Abstract

Studies have demonstrated that disruption of the gut microbiota, termed gut dysbiosis, plays a causal role in the development of hypertension (HT) in animal models and patients. Prevention of this dysbiosis can attenuate or abolish HT. Translational mechanisms to prevent gut dysbiosis as well as an understanding of the mechanisms linking gut dysbiosis to HT are lacking. Recent studies revealed that intermittent fasting alters the gut microbiota and the production of microbial metabolites. Thus, we hypothesized that every-other-day-fasting (EODF) would prevent elevations of blood pressure (BP) in the spontaneously hypertensive stroke prone rat (SHRSP) by maintaining a healthy gut microbiota. Five-week old SHRSP rats and normotensive Wistar Kyoto (WKY) rats were randomized to be fed ad lib or on EODF for 10 weeks. BP was measured weekly, and cecal content and plasma were collected at the end of the study. To examine the roles of gut microbiota and microbial metabolites in HT, we performed whole-genome shotgun sequencing on cecal samples and non-targeted metabolomics on cecal contents and plasma.
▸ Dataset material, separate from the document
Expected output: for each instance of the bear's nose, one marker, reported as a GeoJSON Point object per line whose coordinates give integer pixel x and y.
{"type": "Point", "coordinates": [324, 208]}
We found that ten-weeks EODF was able to prevent elevations of systolic BP (SBP) in SHRSP compared to ad lib fed SHRSP (~220 vs. ~170 mmHg; n=6-8, p<0.05). Principle coordinate analysis showed that EODF significantly altered the overall composition of both WKY and SHRSP microbiota (WKY p<0.01, SHRSP p<0.009). Multi-omics analysis indicates distinct microbiome and metabolome in SHRSP compared to WKY, and significant alterations to each induced by EODF. To examine the direct effects of the EODF altered microbiota on BP regulation and eliminate the confounding variable of fasting, pooled cecal contents of SHRSP and WKY animals fed ad lib or EODF were given to germ-free (GF) rats by oral gavage. GF rats transplanted with SHRSP ad lib microbiota had a significantly higher SBP as compared to those transplanted with SHRSP EODF microbiota (~152 vs. ~140 mmHg; n=6-7, p<0.01), indicating that microbiota and their metabolites are accountable for the effects of EODF. These findings suggest that EODF is able to prevent HT in SHRSP, and this involves altering the gut microbiota and metabolome.